Final Project - ITEC Course Schedules
For this lab, and every lab: comment your code. If you use/adapt code from the internet, you must add a comment with the source of the code.
Reading:
You will have to read about and learn to use Beautiful Soup modules, as well as understand HTML. See the textbook Chapter 11 https://automatetheboringstuff.com/chapter11/ and scroll about a third of the way down or search for "Parsing HTML with the BeautifulSoup Module." Do a search ( on Windows or <⌘-F> on a Mac) for "BeautifulSoup" and you'll be there. You'll want to understand the whole HTML section before that too.
Coding:
The Problem: Make a spreadsheet of the ITEC teaching schedule (55 points for code, 45 points for comments)
Write a program that reads the MCTC "Course Search Results" page, parses that page, and creates a spreadsheet containing seven columns of data from the web page.
You can use this URL: https://eservices.minnstate.edu/registration/search/advancedSubmit.html?campusid=305&searchrcid=0305&searchcampusid=305&yrtr=20205&subject=ITEC&courseNumber=&courseId=&openValue=OPEN_PLUS_WAITLIST&delivery=ALL&showAdvanced=&starttime=&endtime=&mntransfer=&credittype=ALL&credits=&instructor=&keyword=&begindate=&site=&resultNumber=250
The seven columns I want in the spreadsheet are:
ID # (ie. 000096)
The course number, a dash, and the section number (ie. 1150-61)
The course title (ie. Programming Logic and Design)
The day of the week the course meets (ie. Wednesday)
The time the course meets (ie. 9:00am - 11:59am)
The credits for the course (ie. 3)
The instructor for the course (ie. Huilman, Brian)

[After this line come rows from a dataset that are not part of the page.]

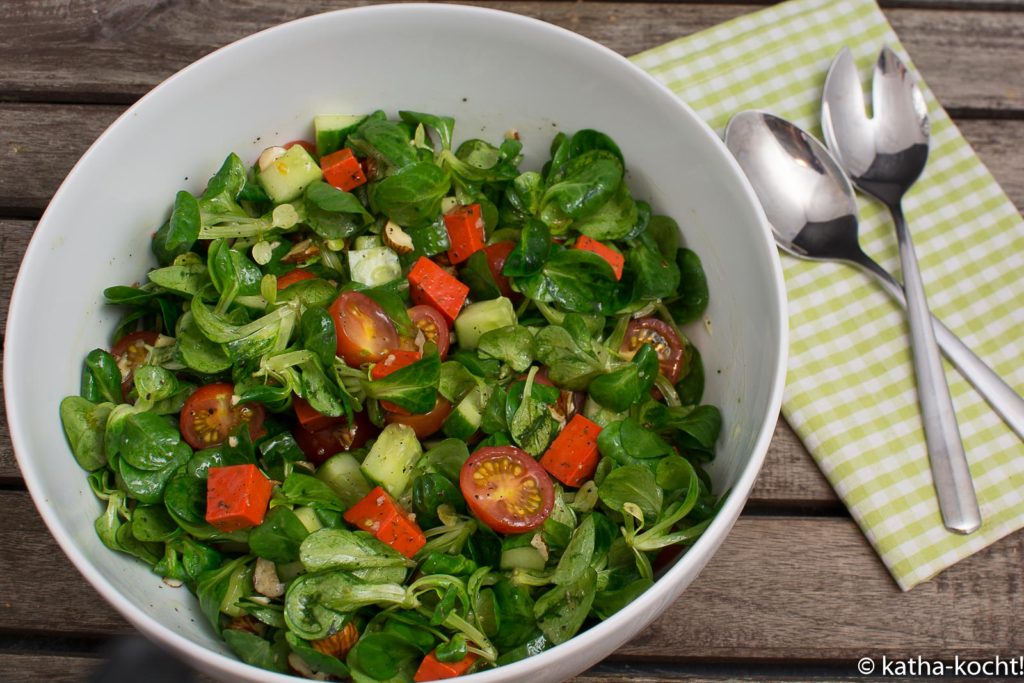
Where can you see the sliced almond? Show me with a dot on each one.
(397, 239)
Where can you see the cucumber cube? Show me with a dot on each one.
(287, 177)
(482, 316)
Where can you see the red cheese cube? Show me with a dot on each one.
(430, 285)
(379, 514)
(465, 227)
(572, 457)
(614, 259)
(342, 170)
(237, 497)
(431, 669)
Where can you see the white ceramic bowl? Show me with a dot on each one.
(492, 71)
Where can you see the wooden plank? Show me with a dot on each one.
(780, 588)
(41, 142)
(117, 51)
(20, 668)
(50, 668)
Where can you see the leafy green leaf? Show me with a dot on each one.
(569, 365)
(562, 610)
(105, 374)
(512, 344)
(632, 484)
(578, 281)
(412, 387)
(148, 441)
(613, 220)
(84, 424)
(256, 650)
(530, 252)
(692, 299)
(279, 537)
(440, 125)
(413, 196)
(580, 186)
(334, 214)
(655, 276)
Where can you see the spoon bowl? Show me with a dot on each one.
(811, 207)
(885, 155)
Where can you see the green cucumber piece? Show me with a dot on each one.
(389, 463)
(308, 517)
(482, 316)
(523, 557)
(466, 418)
(330, 131)
(288, 176)
(377, 265)
(367, 242)
(342, 473)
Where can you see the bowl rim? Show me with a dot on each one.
(664, 590)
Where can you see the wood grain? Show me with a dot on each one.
(102, 51)
(39, 143)
(769, 593)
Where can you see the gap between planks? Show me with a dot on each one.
(116, 52)
(778, 590)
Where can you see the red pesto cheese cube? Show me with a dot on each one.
(342, 170)
(380, 515)
(430, 285)
(614, 259)
(433, 670)
(237, 497)
(395, 359)
(465, 227)
(572, 457)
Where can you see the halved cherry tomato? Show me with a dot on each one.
(131, 352)
(507, 489)
(365, 332)
(321, 444)
(305, 144)
(497, 254)
(433, 326)
(425, 424)
(293, 276)
(208, 416)
(664, 338)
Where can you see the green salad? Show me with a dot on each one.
(395, 410)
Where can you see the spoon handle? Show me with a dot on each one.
(1007, 402)
(953, 486)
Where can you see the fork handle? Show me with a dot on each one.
(953, 486)
(1000, 396)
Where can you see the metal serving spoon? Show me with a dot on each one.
(810, 205)
(885, 156)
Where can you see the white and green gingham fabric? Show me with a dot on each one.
(851, 394)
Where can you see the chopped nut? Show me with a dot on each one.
(338, 644)
(397, 239)
(542, 547)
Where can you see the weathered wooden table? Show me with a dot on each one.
(796, 591)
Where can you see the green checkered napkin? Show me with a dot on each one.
(851, 394)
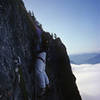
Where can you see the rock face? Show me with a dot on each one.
(18, 40)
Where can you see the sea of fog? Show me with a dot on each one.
(88, 80)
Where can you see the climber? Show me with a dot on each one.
(41, 75)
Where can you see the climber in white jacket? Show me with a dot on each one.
(41, 75)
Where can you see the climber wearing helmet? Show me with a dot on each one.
(40, 65)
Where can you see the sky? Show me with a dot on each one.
(76, 22)
(88, 81)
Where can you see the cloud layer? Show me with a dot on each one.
(88, 80)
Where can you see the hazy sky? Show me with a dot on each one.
(77, 22)
(88, 81)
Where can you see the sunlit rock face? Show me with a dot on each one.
(18, 41)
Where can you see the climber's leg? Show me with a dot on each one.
(41, 83)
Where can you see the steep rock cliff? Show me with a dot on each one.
(18, 40)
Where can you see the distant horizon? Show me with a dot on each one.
(76, 22)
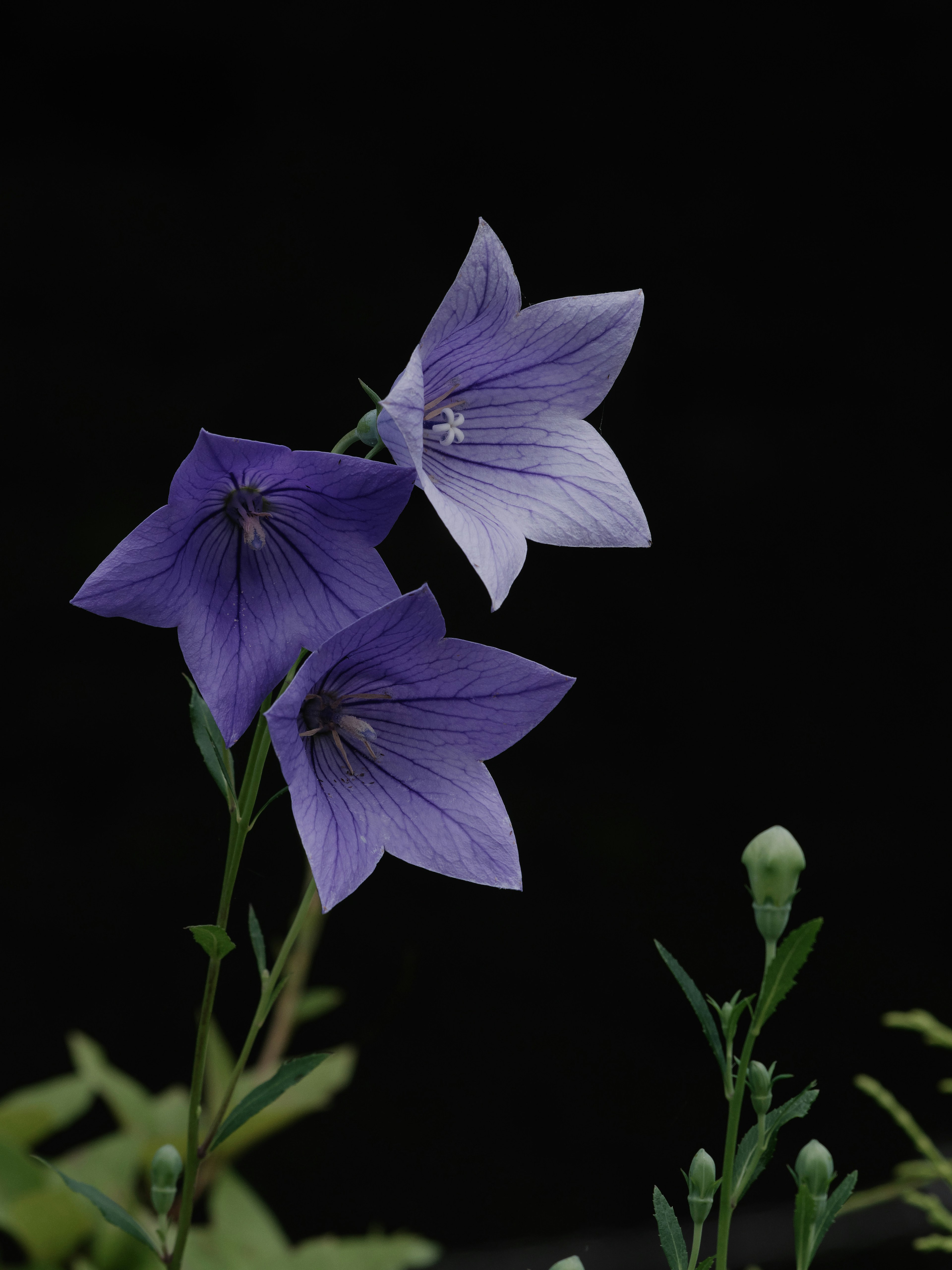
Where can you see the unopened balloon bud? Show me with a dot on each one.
(761, 1082)
(702, 1184)
(367, 429)
(167, 1169)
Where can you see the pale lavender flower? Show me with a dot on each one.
(383, 736)
(261, 550)
(490, 416)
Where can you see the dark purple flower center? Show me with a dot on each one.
(247, 507)
(323, 714)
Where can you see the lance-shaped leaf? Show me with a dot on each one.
(833, 1206)
(263, 1095)
(697, 1001)
(774, 1122)
(669, 1234)
(782, 972)
(111, 1211)
(211, 745)
(212, 939)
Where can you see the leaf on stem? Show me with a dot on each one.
(212, 939)
(669, 1234)
(833, 1206)
(699, 1004)
(211, 743)
(263, 1095)
(782, 972)
(111, 1211)
(254, 930)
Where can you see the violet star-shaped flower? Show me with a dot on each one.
(490, 416)
(383, 736)
(261, 550)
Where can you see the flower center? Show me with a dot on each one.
(247, 507)
(451, 429)
(322, 716)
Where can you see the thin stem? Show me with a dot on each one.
(696, 1245)
(270, 988)
(346, 443)
(730, 1147)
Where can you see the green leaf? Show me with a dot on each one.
(263, 1095)
(782, 972)
(833, 1206)
(669, 1232)
(697, 1001)
(317, 1003)
(804, 1216)
(791, 1111)
(211, 743)
(110, 1209)
(254, 930)
(212, 939)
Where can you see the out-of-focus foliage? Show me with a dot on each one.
(933, 1169)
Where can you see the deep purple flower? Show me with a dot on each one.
(261, 550)
(489, 413)
(381, 738)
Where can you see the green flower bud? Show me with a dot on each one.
(702, 1184)
(761, 1088)
(367, 429)
(167, 1168)
(814, 1166)
(775, 860)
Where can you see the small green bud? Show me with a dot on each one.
(367, 429)
(167, 1169)
(814, 1166)
(775, 860)
(702, 1184)
(761, 1088)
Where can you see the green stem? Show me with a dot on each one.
(270, 988)
(730, 1149)
(696, 1245)
(346, 443)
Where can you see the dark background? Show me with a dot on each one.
(223, 229)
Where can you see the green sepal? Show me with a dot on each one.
(775, 1121)
(211, 743)
(212, 939)
(833, 1206)
(669, 1234)
(263, 1095)
(111, 1211)
(782, 972)
(697, 1001)
(254, 930)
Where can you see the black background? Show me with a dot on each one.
(223, 229)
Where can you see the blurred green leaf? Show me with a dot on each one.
(270, 1091)
(111, 1211)
(699, 1005)
(254, 930)
(31, 1114)
(782, 973)
(211, 743)
(212, 939)
(317, 1003)
(669, 1232)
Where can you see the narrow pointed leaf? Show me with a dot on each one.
(212, 939)
(254, 930)
(833, 1206)
(287, 1075)
(697, 1001)
(211, 745)
(784, 971)
(669, 1234)
(111, 1211)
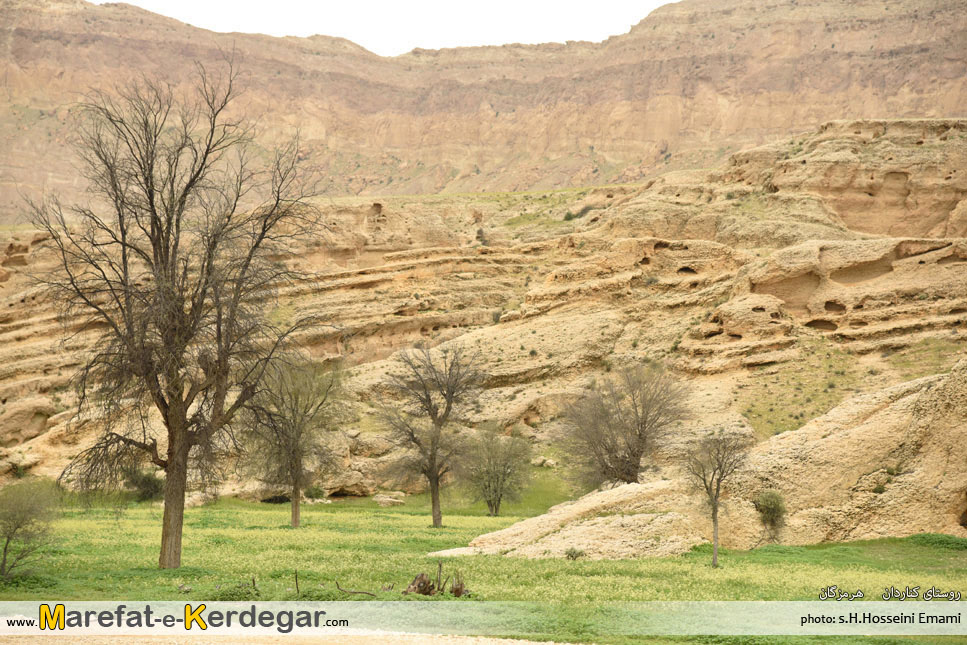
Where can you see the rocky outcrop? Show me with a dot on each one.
(713, 273)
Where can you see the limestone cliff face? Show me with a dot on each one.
(689, 83)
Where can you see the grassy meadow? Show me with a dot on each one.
(103, 554)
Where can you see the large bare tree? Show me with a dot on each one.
(710, 464)
(289, 426)
(611, 428)
(423, 396)
(171, 266)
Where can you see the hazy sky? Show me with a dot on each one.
(389, 27)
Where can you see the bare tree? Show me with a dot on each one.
(172, 269)
(26, 511)
(427, 390)
(613, 427)
(711, 463)
(290, 422)
(495, 467)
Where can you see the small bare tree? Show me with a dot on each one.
(613, 427)
(171, 268)
(426, 392)
(26, 511)
(289, 425)
(712, 461)
(495, 467)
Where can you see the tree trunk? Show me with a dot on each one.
(435, 501)
(715, 535)
(296, 499)
(176, 481)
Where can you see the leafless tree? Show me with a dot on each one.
(613, 427)
(712, 461)
(26, 511)
(171, 267)
(289, 425)
(423, 396)
(494, 467)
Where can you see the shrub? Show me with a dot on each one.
(146, 484)
(494, 467)
(27, 509)
(616, 424)
(772, 508)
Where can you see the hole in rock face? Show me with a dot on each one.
(832, 305)
(824, 325)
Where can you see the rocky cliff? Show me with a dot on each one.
(764, 283)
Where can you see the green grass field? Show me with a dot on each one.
(101, 554)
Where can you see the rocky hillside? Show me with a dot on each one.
(813, 292)
(691, 83)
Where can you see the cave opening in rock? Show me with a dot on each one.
(824, 325)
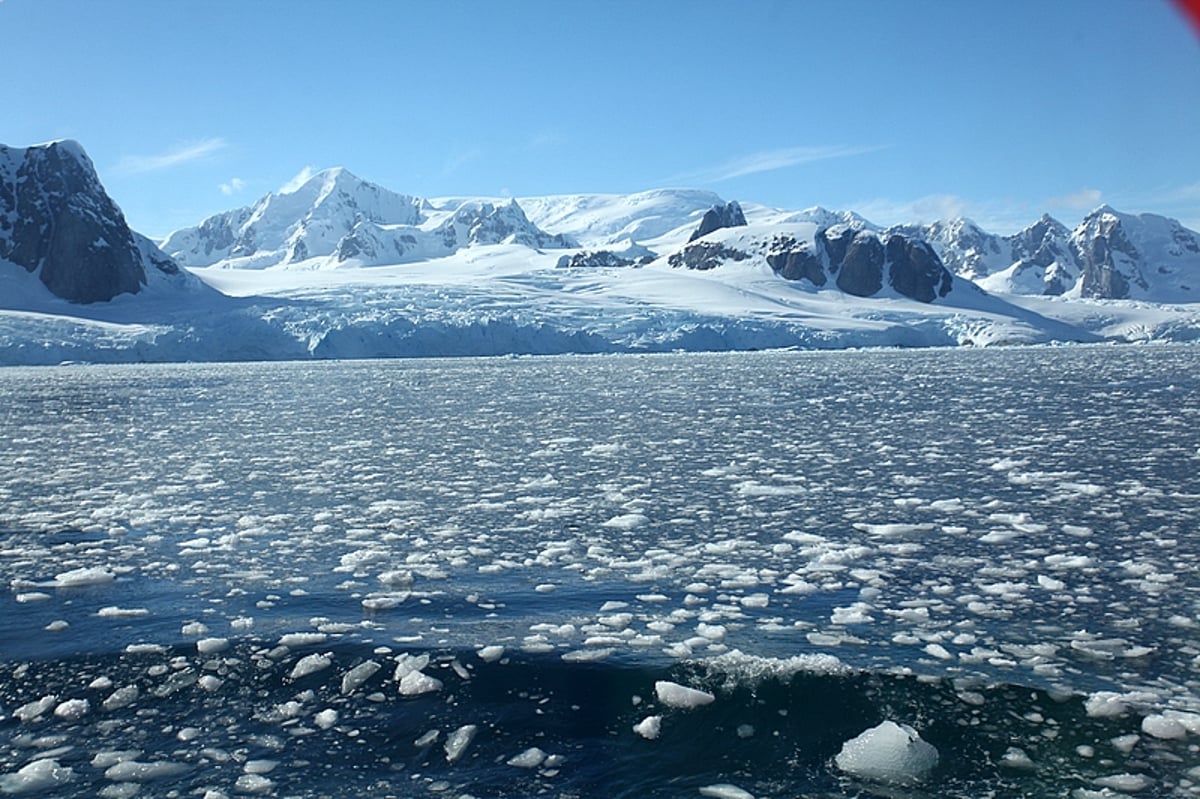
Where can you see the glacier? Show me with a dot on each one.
(339, 268)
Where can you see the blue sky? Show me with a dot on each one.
(913, 110)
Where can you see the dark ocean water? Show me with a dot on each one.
(477, 577)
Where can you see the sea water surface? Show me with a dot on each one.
(605, 576)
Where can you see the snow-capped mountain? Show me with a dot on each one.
(60, 226)
(1109, 256)
(336, 220)
(858, 262)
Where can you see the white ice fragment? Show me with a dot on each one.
(310, 665)
(681, 696)
(625, 522)
(121, 697)
(459, 740)
(531, 758)
(427, 738)
(649, 727)
(72, 709)
(358, 676)
(114, 612)
(417, 683)
(1131, 782)
(87, 576)
(888, 752)
(259, 767)
(143, 772)
(725, 791)
(211, 646)
(34, 709)
(253, 784)
(1164, 727)
(1018, 758)
(39, 776)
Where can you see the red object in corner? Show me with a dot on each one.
(1191, 8)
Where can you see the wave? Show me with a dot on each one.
(319, 720)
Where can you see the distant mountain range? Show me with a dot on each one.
(342, 268)
(337, 220)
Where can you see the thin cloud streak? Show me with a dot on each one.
(773, 160)
(180, 154)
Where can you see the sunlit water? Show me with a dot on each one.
(466, 577)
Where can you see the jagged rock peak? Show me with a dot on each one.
(58, 222)
(718, 217)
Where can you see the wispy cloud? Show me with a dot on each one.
(180, 154)
(1085, 199)
(298, 180)
(234, 186)
(460, 160)
(771, 161)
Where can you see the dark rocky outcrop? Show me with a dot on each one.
(796, 260)
(915, 270)
(58, 222)
(601, 258)
(862, 269)
(858, 262)
(719, 216)
(703, 256)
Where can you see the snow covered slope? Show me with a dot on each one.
(63, 236)
(1109, 256)
(336, 220)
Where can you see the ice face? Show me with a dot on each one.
(889, 752)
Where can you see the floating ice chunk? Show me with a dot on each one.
(259, 767)
(358, 676)
(1105, 704)
(625, 522)
(310, 665)
(139, 772)
(888, 752)
(681, 696)
(531, 758)
(39, 776)
(1164, 727)
(211, 646)
(87, 576)
(1132, 782)
(396, 578)
(725, 791)
(417, 683)
(121, 697)
(253, 784)
(459, 740)
(114, 612)
(1018, 758)
(649, 727)
(34, 709)
(72, 709)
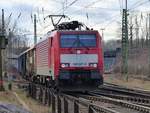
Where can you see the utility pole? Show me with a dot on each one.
(102, 29)
(137, 32)
(35, 34)
(125, 43)
(2, 41)
(131, 34)
(149, 43)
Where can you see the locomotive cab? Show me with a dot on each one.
(80, 58)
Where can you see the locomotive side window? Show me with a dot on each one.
(75, 41)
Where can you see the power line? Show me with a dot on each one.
(140, 5)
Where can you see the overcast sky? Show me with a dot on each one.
(94, 13)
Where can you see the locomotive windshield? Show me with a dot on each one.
(75, 41)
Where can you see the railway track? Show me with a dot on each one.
(118, 105)
(125, 89)
(133, 99)
(93, 101)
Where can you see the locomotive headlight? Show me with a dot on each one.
(64, 65)
(93, 64)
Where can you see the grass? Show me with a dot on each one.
(8, 97)
(131, 83)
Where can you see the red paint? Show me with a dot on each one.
(52, 60)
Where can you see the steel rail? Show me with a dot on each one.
(122, 103)
(134, 99)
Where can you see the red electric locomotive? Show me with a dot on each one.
(69, 56)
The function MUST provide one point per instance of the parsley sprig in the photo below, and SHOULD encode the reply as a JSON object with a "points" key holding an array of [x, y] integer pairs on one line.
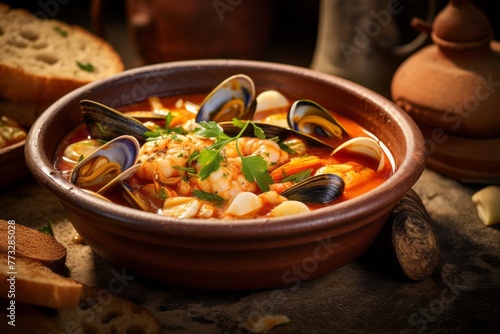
{"points": [[254, 168]]}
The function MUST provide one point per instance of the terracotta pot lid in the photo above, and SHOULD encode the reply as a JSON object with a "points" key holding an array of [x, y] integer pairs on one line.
{"points": [[461, 26]]}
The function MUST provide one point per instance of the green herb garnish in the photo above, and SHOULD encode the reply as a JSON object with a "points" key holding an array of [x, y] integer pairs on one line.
{"points": [[88, 67], [159, 131], [254, 168]]}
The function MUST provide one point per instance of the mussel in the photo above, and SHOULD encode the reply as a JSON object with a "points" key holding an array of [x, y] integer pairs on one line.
{"points": [[104, 169], [232, 98], [322, 188], [311, 118], [106, 123]]}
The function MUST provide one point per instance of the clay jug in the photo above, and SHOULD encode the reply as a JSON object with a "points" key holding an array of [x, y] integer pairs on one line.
{"points": [[359, 40], [452, 90]]}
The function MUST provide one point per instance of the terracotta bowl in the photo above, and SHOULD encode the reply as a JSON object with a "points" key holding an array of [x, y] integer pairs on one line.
{"points": [[12, 164], [218, 254]]}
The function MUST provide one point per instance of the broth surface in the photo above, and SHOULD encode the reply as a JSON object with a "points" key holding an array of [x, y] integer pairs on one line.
{"points": [[184, 184]]}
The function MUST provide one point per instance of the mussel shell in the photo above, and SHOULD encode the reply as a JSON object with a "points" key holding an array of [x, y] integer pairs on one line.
{"points": [[323, 188], [301, 109], [123, 150], [272, 131], [239, 89], [106, 123]]}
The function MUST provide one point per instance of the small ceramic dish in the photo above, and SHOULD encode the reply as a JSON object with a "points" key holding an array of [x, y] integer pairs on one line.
{"points": [[221, 254]]}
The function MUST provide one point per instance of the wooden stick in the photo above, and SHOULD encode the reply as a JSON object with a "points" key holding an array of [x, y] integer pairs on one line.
{"points": [[413, 239]]}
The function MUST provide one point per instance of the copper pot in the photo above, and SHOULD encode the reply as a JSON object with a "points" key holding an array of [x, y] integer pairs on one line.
{"points": [[167, 30]]}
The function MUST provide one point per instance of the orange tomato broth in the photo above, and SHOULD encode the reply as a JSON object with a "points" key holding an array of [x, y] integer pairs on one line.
{"points": [[354, 130]]}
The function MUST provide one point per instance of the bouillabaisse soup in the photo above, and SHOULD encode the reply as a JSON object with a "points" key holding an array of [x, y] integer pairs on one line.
{"points": [[236, 169]]}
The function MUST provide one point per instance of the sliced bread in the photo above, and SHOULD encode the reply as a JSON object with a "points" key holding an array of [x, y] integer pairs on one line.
{"points": [[31, 244], [35, 284], [102, 312], [43, 59]]}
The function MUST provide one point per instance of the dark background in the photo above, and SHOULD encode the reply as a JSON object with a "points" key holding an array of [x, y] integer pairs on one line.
{"points": [[294, 22]]}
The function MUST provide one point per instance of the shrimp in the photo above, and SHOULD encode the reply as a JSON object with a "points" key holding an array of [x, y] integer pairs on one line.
{"points": [[227, 181], [249, 146], [163, 156]]}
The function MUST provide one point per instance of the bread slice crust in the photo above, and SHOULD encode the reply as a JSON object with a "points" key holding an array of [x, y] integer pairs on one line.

The formats I use in the examples above are how I want them in the spreadsheet.
Extra credit +5 points:
Look at the URL and notice the yrtr=20205 parameter that's being passed to the server. This URL is a form of an API. Minneapolis College starts the academic year in the Summer semester with the "1" designator, the Fall semester has a "3" designator, and the Spring term uses a "5" designator. Modify your code to look at the current date, and ask the user if they want the current semester (and say which semester it is from "Fall," "Spring," or "Summer"), or the next semester. You will then need to properly build the URL, specifically the yrtr= variable. For example, to get the schedule for this Fall semester, you would use 20203 (the first semester of the 2019-2020 school year).
Extra credit +10 points:
Add an 8th column to the spreadsheet that includes the room number the course is taught in. This will require quite a bit of extra work since that data is "hidden" as a pop-up on the page. For the course I use as an example above, your output for the 8th column (column H) would be T.3010.
Notes:
Your code should have clear messages sent to the user, with full sentences and proper English grammar. You should verify and validate all input() you get from the user. When I run your code to test it (for grading) I will purposefully type in data that your program is likely not expecting, trying to get it to crash. Use try: except: blocks around areas of your code that might fail. Basically, us all of the best coding practices we have talked about throughout the course and make your code as complete as possible.
When I grade your work, I'll be looking at code quality, so make sure your code is neat, that you use descriptive variable names, you've commented your code (focusing on the more complex parts of the code) and that your logic is organized and easy to read and follow the flow. If you'd like me to review your work before I grade it, please email me or ask in class or office hours.
To submit:
In the "Comment" field when you're submitting your files, I want you to include the URL to your GitHub repository where your code is. You will lose a letter grade if you don't have your code in GitHub! Upload your .py file to the Final Project assignment dropbox.